This piece was a submission at ‘Dear Diary’, an event held at Verba Maximus 2015.
Venice, 12th December 1350.
It has been two days; I still haven’t left the basement. It’s hard to breathe through the cloth tied around my mouth. But Dad told me to do that. I wish the Black Death hadn’t taken him away. There are thousands of bodies rotting away in the waters of our city. No one seems to care anymore. I am scared. I don’t want to die. Death looks scary. Your fingers and toes slowly turn rotten black, and then your whole limbs… that’s what mommy said. Mommy was right. She does look like that now. How long is it before I die diary? Like you would know.. I’m not sick. I can still move around. But those rats – the black rats they brought this here. That’s what I heard at least. I am almost out of water and bread in the house.
Venice, 13th December 1350
I don’t want to go outside. People are wearing masks. It is scary. I am scared. But I like poetry. I think.
As may be seen on picture here,
In Rome the doctors do appear,
When to their patients they are called,
In places by the plague appalled,
Their hats and cloaks, of fashion new,
Are made of oilcloth, dark of hue,
Their caps with glasses are designed,
Their bills with antidotes all lined,
That foulsome air may do no harm,
Nor cause the doctor man alarm,
The staff in hand must serve to show
Their noble trade where’er they go
How will I get through this by myself? I need a saviour now. This is getting out of hand.
14th December 1350
I find a smile etched on my face. The grey has disappeared. Father has returned to me! Oh! How I feel safe again, I feel complete in his arms… But wait, his fingers… Why do they cringe, so? I find myself screaming, “Papa!!” That is how the day began, the disease sparing my body, while it eats my will-to-live away. I have lost my mother to misfortune and my father to fate.
Hope, the demon of seventh hell,
The vermin of purgatory, set free,
He livens heart with sweet promises,
And fills your head with lies and dreams.

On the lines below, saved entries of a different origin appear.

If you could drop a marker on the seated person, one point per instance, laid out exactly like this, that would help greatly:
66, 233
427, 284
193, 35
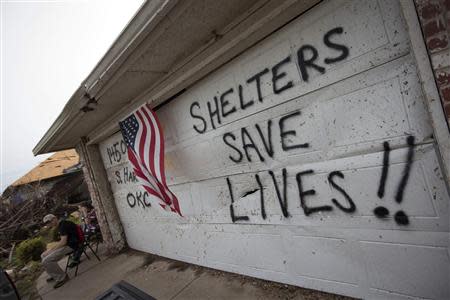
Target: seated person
87, 213
69, 242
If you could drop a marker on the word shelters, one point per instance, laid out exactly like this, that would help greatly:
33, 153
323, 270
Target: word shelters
230, 101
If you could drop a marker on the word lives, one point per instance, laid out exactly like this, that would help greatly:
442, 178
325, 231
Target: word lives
335, 178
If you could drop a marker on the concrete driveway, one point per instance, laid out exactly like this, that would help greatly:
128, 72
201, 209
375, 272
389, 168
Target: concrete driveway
167, 279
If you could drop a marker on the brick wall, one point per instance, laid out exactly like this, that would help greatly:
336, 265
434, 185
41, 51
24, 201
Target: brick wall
435, 21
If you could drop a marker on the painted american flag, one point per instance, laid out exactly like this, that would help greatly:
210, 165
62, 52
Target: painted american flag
143, 135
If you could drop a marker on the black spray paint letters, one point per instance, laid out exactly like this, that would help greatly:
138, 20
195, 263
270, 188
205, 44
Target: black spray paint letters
306, 195
232, 99
125, 175
116, 152
259, 145
138, 199
400, 217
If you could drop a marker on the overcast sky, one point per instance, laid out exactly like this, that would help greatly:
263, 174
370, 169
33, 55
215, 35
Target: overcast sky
47, 49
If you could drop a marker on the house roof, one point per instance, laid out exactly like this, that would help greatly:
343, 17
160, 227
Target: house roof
53, 166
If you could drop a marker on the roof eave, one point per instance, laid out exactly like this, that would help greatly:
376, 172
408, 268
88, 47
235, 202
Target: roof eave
143, 22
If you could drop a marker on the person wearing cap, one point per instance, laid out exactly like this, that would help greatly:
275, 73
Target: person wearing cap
68, 242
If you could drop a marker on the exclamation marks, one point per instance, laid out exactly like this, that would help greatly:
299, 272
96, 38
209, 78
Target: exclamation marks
382, 212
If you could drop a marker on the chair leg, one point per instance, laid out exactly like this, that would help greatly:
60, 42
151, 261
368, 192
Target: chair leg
95, 254
84, 251
67, 263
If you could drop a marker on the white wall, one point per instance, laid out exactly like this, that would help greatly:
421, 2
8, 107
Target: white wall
345, 115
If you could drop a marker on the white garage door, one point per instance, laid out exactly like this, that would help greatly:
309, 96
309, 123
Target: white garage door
308, 160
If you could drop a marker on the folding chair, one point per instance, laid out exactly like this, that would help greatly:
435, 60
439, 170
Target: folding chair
75, 255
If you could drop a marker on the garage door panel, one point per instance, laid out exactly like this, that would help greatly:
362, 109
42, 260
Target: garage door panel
369, 45
353, 116
329, 180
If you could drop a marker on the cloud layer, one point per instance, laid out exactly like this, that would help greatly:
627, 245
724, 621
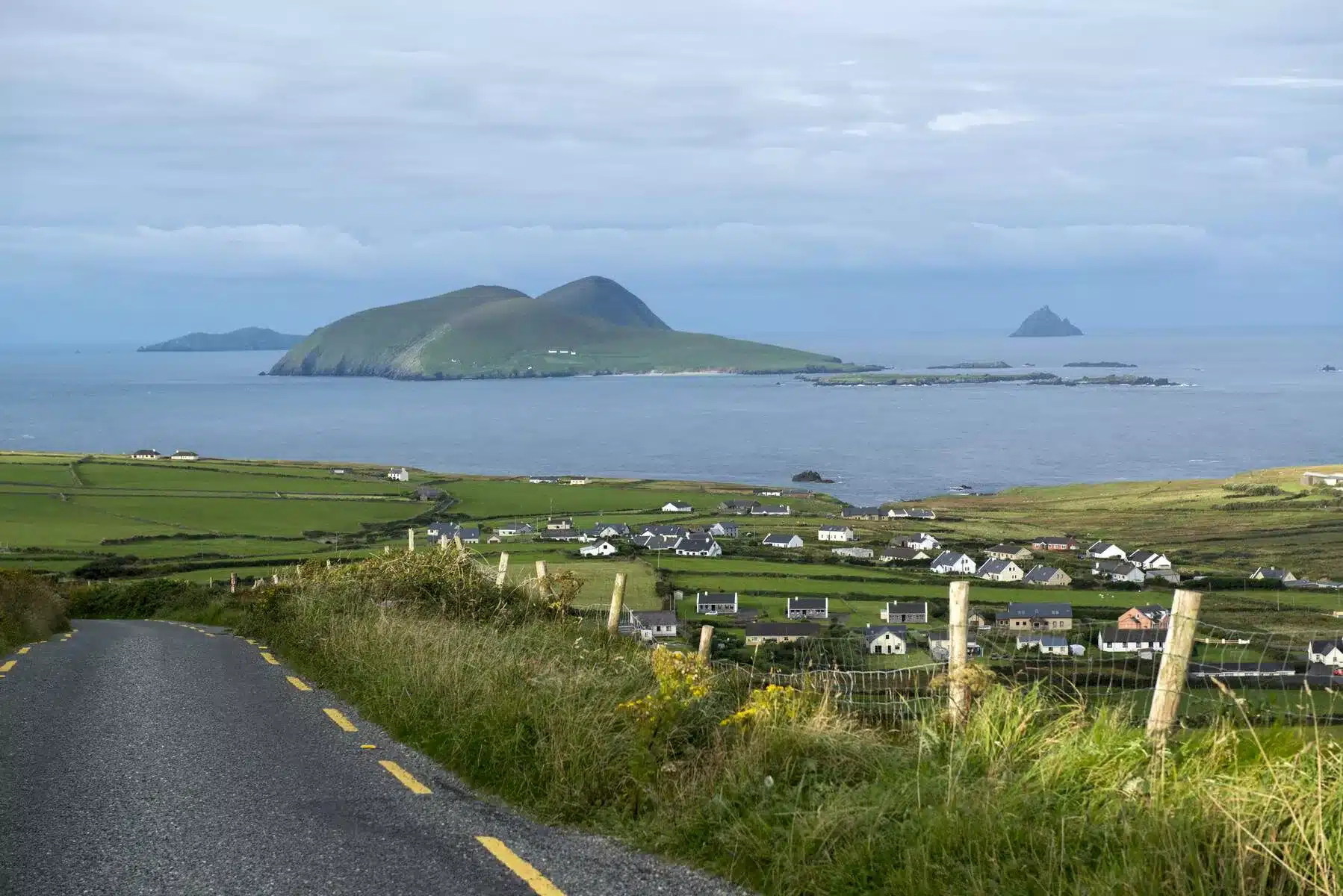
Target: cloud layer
677, 147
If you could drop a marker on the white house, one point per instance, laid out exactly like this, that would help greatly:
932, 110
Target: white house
712, 603
1115, 640
887, 640
951, 561
1001, 571
837, 534
651, 625
698, 546
923, 541
1327, 652
1150, 561
807, 609
511, 529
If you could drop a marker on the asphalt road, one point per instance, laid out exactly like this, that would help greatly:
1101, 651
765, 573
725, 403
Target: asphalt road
161, 758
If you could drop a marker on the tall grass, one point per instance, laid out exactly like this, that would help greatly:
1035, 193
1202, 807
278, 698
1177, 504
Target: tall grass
30, 609
791, 797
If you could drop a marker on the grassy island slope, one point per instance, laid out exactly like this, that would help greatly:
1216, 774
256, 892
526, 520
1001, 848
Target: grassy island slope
592, 326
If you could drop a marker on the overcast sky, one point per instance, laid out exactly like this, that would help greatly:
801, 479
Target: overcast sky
744, 166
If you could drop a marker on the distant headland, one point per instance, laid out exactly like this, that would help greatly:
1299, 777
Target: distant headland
589, 327
1046, 323
249, 339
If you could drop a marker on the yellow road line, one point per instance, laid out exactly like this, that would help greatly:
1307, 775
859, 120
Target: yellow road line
532, 877
406, 778
341, 722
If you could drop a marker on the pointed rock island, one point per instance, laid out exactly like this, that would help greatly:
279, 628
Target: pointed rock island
1046, 323
592, 326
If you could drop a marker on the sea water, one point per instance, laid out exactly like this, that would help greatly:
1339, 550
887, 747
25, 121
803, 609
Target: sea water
1248, 401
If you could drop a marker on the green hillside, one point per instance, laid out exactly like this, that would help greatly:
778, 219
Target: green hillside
592, 326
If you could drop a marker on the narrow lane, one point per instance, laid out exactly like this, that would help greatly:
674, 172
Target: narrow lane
160, 758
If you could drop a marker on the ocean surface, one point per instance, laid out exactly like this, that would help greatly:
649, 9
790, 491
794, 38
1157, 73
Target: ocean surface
1248, 401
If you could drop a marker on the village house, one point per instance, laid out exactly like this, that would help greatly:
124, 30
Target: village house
760, 633
1115, 640
651, 625
610, 531
939, 645
1032, 617
698, 546
1008, 553
1046, 644
916, 514
1049, 576
1272, 574
836, 534
952, 561
711, 603
887, 640
905, 613
923, 541
1146, 559
1117, 571
902, 555
511, 529
807, 609
1329, 652
1149, 617
654, 541
1001, 571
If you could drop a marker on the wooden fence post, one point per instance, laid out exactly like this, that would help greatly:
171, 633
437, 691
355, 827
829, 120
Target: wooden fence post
1170, 679
612, 618
958, 623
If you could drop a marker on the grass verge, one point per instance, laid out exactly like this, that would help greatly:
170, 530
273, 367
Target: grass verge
30, 610
777, 790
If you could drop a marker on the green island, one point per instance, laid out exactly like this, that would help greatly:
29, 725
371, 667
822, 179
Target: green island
249, 339
589, 327
957, 379
789, 768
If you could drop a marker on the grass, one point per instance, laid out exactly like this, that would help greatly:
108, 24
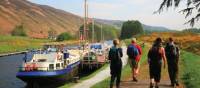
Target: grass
14, 44
190, 64
126, 71
70, 84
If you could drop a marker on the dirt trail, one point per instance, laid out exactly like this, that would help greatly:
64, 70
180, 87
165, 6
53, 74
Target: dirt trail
99, 76
143, 79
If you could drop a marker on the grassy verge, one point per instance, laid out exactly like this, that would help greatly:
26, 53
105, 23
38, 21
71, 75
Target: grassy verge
70, 84
190, 64
125, 72
13, 44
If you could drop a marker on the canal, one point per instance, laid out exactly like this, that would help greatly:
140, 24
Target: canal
8, 69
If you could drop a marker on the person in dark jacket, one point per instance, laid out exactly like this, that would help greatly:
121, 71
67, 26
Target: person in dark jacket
134, 52
115, 55
155, 57
172, 54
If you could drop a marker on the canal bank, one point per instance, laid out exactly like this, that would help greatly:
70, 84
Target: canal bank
103, 74
14, 53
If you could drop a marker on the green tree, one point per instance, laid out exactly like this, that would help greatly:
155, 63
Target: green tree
130, 29
108, 32
64, 36
19, 31
191, 7
52, 34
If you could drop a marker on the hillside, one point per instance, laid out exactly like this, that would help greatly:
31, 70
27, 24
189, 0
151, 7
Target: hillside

I watch him curl his lips as he sniggers,
As you reach the pinnacle of your decadent fantasy,
He rushes reality in like a knife through the heart,
I watch my happiness bleed away, as tears of red burst their seams,
I crawl, as I life to leave me be,
And yet not abandon me,
I fold my hands in prayer,
As I cry myself to sleep.
15th December 1350
I found an artefact and that god forsaken library. Of all the places I expected to find respite, I found it here. But. This diary is different, it seems to call me, offer me a momentary release from my worries.

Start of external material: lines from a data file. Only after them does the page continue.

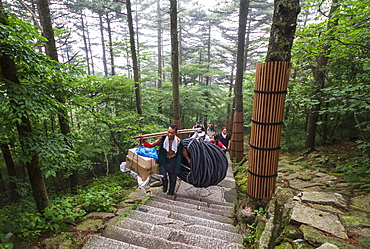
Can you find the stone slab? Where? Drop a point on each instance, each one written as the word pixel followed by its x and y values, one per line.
pixel 324 198
pixel 361 203
pixel 318 219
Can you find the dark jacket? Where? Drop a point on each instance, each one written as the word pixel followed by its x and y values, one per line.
pixel 162 155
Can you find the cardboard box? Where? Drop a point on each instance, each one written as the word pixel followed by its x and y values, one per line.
pixel 143 166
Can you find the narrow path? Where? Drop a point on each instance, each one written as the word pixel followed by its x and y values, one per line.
pixel 192 218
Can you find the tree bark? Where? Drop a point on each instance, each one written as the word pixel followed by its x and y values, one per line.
pixel 110 46
pixel 159 56
pixel 238 146
pixel 9 72
pixel 134 58
pixel 85 44
pixel 11 170
pixel 282 30
pixel 175 60
pixel 103 44
pixel 319 77
pixel 51 51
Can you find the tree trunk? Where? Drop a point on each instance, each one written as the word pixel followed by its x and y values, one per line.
pixel 159 56
pixel 85 44
pixel 110 45
pixel 8 70
pixel 271 84
pixel 229 111
pixel 282 30
pixel 238 127
pixel 319 80
pixel 11 170
pixel 51 51
pixel 208 77
pixel 175 60
pixel 134 58
pixel 103 44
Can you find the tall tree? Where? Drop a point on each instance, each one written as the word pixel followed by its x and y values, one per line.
pixel 159 51
pixel 319 82
pixel 238 140
pixel 10 75
pixel 10 166
pixel 175 63
pixel 134 57
pixel 51 51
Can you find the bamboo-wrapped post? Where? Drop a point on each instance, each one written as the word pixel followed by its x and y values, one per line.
pixel 267 119
pixel 271 84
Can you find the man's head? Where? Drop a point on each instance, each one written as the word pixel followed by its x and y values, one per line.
pixel 172 131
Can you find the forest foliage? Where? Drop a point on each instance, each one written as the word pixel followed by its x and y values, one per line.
pixel 97 82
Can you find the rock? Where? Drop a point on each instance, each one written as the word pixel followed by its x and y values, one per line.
pixel 307 175
pixel 361 203
pixel 57 242
pixel 90 224
pixel 363 241
pixel 298 184
pixel 325 179
pixel 315 238
pixel 313 155
pixel 100 215
pixel 324 198
pixel 326 208
pixel 290 232
pixel 321 220
pixel 270 223
pixel 284 245
pixel 354 220
pixel 328 246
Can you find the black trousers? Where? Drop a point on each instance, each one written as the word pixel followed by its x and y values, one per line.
pixel 169 168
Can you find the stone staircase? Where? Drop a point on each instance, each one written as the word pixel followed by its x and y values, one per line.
pixel 193 218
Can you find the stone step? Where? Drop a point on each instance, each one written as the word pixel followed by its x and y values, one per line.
pixel 200 201
pixel 176 234
pixel 143 239
pixel 191 228
pixel 99 242
pixel 171 218
pixel 174 212
pixel 202 207
pixel 194 210
pixel 227 182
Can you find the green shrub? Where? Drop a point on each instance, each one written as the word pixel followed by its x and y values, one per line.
pixel 23 220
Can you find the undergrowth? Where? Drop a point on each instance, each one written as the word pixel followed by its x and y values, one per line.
pixel 23 220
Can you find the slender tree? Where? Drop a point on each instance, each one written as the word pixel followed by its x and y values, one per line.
pixel 159 51
pixel 175 62
pixel 319 78
pixel 10 166
pixel 51 51
pixel 10 75
pixel 238 146
pixel 134 57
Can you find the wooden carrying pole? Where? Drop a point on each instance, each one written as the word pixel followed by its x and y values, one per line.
pixel 159 134
pixel 271 85
pixel 237 138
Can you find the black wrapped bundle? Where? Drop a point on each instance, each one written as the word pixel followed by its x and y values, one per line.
pixel 208 164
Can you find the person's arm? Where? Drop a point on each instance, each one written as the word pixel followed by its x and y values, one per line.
pixel 229 143
pixel 186 155
pixel 150 145
pixel 222 146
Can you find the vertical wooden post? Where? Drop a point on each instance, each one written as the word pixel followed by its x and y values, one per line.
pixel 178 123
pixel 271 85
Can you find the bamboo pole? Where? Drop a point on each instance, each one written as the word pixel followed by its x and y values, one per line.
pixel 268 109
pixel 159 134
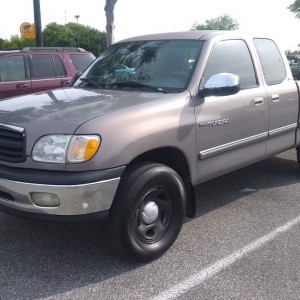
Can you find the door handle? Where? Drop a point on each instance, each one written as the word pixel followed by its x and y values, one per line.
pixel 66 82
pixel 22 85
pixel 275 98
pixel 258 101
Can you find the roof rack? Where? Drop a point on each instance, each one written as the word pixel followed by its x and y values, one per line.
pixel 53 49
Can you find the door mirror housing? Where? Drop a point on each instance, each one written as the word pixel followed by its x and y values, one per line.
pixel 222 84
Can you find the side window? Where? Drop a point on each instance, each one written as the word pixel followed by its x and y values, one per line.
pixel 59 67
pixel 271 61
pixel 42 66
pixel 82 61
pixel 231 56
pixel 12 68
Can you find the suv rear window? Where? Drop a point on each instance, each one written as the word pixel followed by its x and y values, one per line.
pixel 81 62
pixel 46 66
pixel 12 68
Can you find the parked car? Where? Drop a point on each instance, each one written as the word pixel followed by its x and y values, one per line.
pixel 130 149
pixel 40 68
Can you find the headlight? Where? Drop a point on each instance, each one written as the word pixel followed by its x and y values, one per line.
pixel 65 148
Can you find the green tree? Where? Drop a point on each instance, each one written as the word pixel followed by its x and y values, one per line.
pixel 56 35
pixel 16 42
pixel 72 34
pixel 224 22
pixel 89 38
pixel 295 8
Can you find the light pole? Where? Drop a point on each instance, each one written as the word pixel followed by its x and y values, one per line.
pixel 77 17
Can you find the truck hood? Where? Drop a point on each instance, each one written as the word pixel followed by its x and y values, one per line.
pixel 63 110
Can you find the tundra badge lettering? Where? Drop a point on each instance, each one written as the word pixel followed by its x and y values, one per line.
pixel 214 123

“I read of a tiny little flower,
Fighting a hurricane of death and disease,
Curled and shunned by existence,
Yet she didn’t look to death for release,
She gave up the light in her eyes,
She gave up the childlike faith, that one would see in one her age,
She walked among the dying like a beacon of hope,
And though such victory did not come cheap,
The disease did char half her face and all of her soul,
She ripped the very heart of the plague,
With grit and effort alone,
And in her final entry to herself,
She called herself the Marauder for the warrior she had become.”
And as I lay my head tonight, I will be surely reminded and fondly remember the woman who set my heart on fire.